The GST will follow a similar model with the one before it:

  •       Central GST (CGST), collected by the Centre and
  •       State GST (SGST), collected by the State.
  •       The Integrated GST (IGST), for the inter-state transactions, will be collected by the Centre from                        the buying state and will be equal to the average of the CGST and SGST rates.

CGST and SGST will be applied to all transactions, apart from exempted goods and transactions below the agreed threshold limit. They will be paid separately, to the Central and State accounts and tax returns will be filed with the appropriate CGST and SGST authorities.

Dealers and manufacturers who pay CGST or SGST will be given input tax credits (ITC), meaning they receive credit for the taxes they paid on their purchases. The credits of the CGST can only be used for the CGST paid. The same is applied in the case of SGST.

4.     How does it impact me and my customers?

Free movement of goods: Business owners will be able to sell more in other states without having to worry about interstate transaction costs. With GST, the entry tax will be eliminated, which will save time and money spent.

Reduced tax cost: Businesses will benefit from reducing the tax burden and operational costs. The GST will work with Input Tax Credits thus eliminating the need for tax cascading. Business owners will be able to offset the tax paid on purchase with the tax on the supply of goods and services.

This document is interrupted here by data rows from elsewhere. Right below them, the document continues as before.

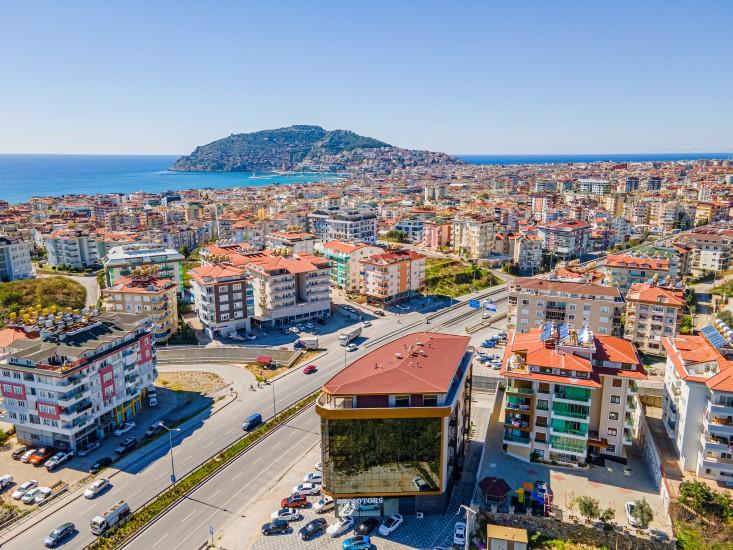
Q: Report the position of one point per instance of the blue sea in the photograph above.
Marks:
(25, 176)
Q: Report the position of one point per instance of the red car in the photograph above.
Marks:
(294, 501)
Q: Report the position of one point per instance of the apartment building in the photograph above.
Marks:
(566, 239)
(392, 276)
(345, 262)
(697, 406)
(569, 396)
(653, 312)
(74, 248)
(624, 270)
(288, 289)
(75, 378)
(437, 234)
(395, 424)
(144, 293)
(120, 261)
(710, 248)
(528, 253)
(296, 242)
(15, 260)
(533, 301)
(348, 225)
(473, 238)
(220, 298)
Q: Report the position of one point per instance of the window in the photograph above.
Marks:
(402, 400)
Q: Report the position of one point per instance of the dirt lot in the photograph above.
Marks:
(199, 382)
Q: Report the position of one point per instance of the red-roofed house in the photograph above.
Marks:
(569, 398)
(697, 406)
(651, 313)
(395, 425)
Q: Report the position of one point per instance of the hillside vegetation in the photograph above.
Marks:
(46, 291)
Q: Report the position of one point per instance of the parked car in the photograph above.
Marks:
(390, 525)
(341, 526)
(58, 459)
(312, 528)
(306, 489)
(629, 506)
(294, 501)
(60, 534)
(96, 488)
(41, 455)
(5, 481)
(43, 494)
(276, 527)
(325, 504)
(23, 489)
(100, 464)
(30, 496)
(127, 427)
(459, 533)
(90, 448)
(286, 514)
(359, 542)
(20, 451)
(366, 526)
(313, 477)
(126, 446)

Easier to comply: Currently there are around 15 different legislatures with different definitions, tax rules and regulations. GST will simplify part of these taxes, making it easier for businesses to comply with the law.

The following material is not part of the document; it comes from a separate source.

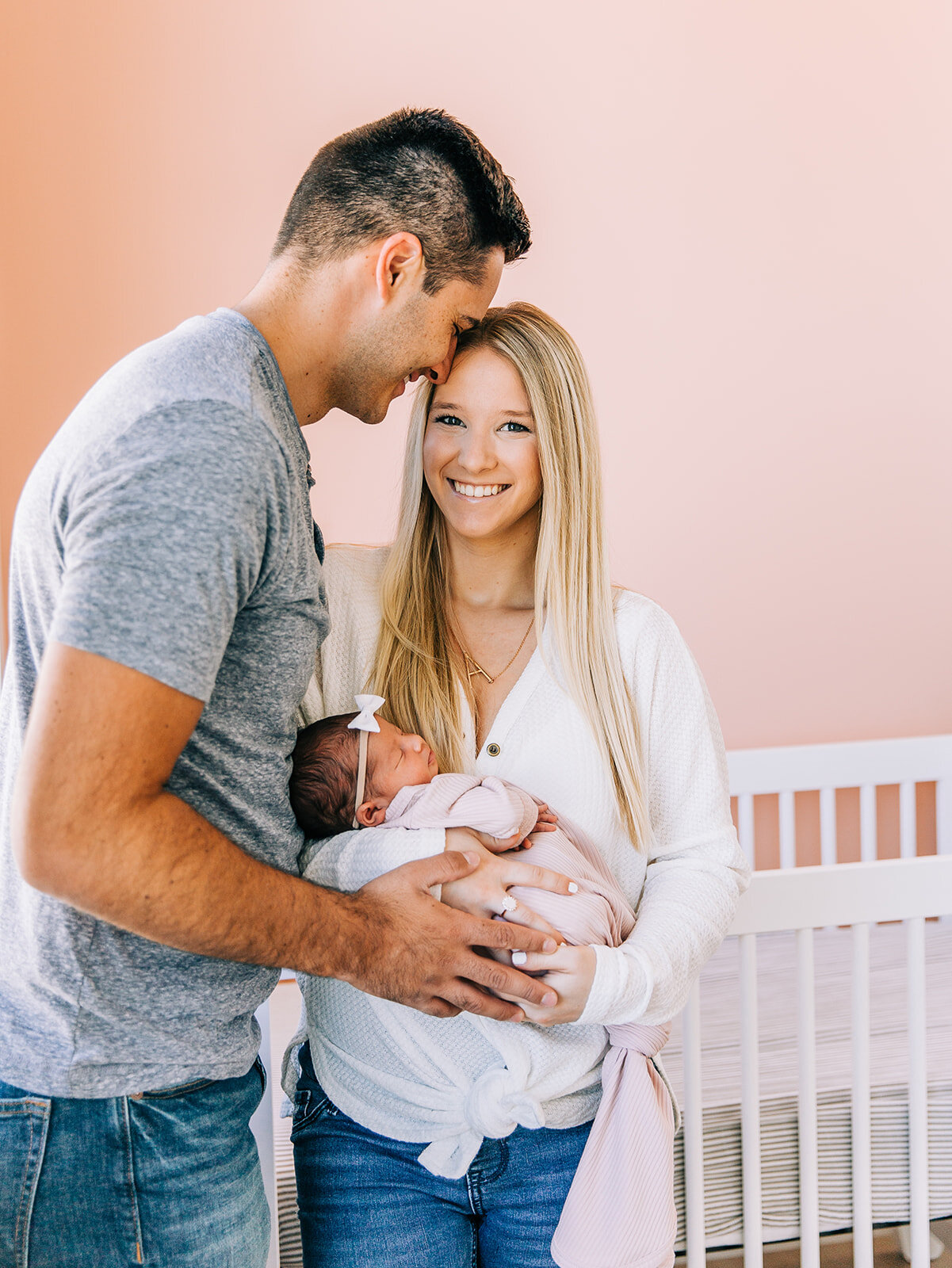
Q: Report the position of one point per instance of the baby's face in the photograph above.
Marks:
(396, 760)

Cheaper products for your customers: Under the current system, from the production to the consumption of a product, there are multiple taxes that are applied without the provision of tax credits. As a result, the price of the final product is increased, causing the customer to pay more. The GST will absorb many of the current taxes into a single tax, while also providing tax credits. This will reduce the price of final products for end consumers.